Letter to Angela Merkel, Chancellor of Germany - Berlin Wall Anniversary

Letter

Date: Nov. 6, 2014
Location: Washington, DC

Dear Chancellor Merkel,

As the 25th anniversary of the fall of the Berlin Wall nears, I have been reflecting on how captivating those events were and what they all meant.

That night demonstrated for our children what the human spirit can achieve. It showed them that the desire for liberty never dies. This is the great thread that links all of us, no matter where we're from, no matter how dire our situation. Even here in the United States, we are aware of the debt we owe to ordinary German citizens who longed for freedom and risked everything they had for it. You could retrace their steps to the peaceful protests in Leipzig, where you studied, or go all the way back to the uprisings of 1953, and strikes that included Templin, your hometown.
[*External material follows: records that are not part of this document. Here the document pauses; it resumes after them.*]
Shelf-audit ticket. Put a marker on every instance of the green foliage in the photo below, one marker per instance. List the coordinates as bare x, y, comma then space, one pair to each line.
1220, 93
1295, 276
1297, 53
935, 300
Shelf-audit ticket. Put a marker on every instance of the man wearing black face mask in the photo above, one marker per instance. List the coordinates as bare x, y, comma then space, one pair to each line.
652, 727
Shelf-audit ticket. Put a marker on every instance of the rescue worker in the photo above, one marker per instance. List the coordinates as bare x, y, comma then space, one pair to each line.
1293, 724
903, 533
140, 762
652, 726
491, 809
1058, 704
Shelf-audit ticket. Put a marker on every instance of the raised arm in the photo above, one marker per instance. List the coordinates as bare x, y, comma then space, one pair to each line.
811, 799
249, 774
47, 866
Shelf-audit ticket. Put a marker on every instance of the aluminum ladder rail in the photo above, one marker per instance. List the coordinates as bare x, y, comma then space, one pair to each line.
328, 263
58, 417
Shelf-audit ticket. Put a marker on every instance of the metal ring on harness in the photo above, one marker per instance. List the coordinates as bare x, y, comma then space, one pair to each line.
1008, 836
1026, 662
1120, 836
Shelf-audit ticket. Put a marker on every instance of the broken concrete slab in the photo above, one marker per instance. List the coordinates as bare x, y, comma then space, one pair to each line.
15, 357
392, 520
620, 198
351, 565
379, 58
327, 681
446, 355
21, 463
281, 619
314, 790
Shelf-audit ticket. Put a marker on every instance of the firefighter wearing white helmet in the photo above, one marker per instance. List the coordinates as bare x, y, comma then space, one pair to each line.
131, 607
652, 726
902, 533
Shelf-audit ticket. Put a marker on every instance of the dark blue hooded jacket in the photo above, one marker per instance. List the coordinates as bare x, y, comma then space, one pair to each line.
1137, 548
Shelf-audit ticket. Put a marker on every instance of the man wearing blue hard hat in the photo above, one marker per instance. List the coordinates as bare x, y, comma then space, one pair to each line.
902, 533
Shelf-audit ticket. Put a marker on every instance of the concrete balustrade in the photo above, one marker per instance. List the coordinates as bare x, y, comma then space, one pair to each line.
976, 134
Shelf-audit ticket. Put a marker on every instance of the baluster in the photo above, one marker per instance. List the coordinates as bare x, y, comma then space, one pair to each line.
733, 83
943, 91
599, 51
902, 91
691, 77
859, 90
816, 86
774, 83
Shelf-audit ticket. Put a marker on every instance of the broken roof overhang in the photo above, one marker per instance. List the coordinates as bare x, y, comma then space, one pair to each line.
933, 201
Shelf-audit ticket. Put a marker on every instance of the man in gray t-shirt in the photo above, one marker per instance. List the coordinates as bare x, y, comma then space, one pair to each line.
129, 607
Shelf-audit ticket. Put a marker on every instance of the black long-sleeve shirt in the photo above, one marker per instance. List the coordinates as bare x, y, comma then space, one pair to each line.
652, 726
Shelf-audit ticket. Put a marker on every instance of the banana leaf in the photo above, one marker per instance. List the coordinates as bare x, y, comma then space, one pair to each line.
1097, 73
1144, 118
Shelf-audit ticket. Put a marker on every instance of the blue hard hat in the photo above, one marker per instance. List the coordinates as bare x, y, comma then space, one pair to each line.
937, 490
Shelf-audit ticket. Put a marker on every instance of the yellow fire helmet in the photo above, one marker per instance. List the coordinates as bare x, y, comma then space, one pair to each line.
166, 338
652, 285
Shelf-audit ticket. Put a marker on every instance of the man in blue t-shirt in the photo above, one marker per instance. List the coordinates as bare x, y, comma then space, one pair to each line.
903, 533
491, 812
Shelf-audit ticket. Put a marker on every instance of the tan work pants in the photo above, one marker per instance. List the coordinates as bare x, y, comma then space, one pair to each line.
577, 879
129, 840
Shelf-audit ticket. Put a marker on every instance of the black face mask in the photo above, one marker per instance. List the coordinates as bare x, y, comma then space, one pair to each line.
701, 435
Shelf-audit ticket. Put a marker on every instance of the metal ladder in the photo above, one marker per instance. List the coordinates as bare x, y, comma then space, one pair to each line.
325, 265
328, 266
Not long after that, President Dwight D. Eisenhower wrote a letter to the German chancellor, the last paragraph of which reads: "No one can foretell what the unfolding months will bring, but it can certainly be said that the workers of Berlin's Soviet Sector and the workers of East Germany, with the workers of Czechoslovakia, have started something that will have an important place on the pages of history. May the concluding chapter of that history record the reemergence of freedom, of peace, and of happiness."

What a story it turned out to be, and on this proud occasion for your country, allow me to express the gratitude and appreciation of the U.S. House of Representatives for the enduring friendship between our peoples.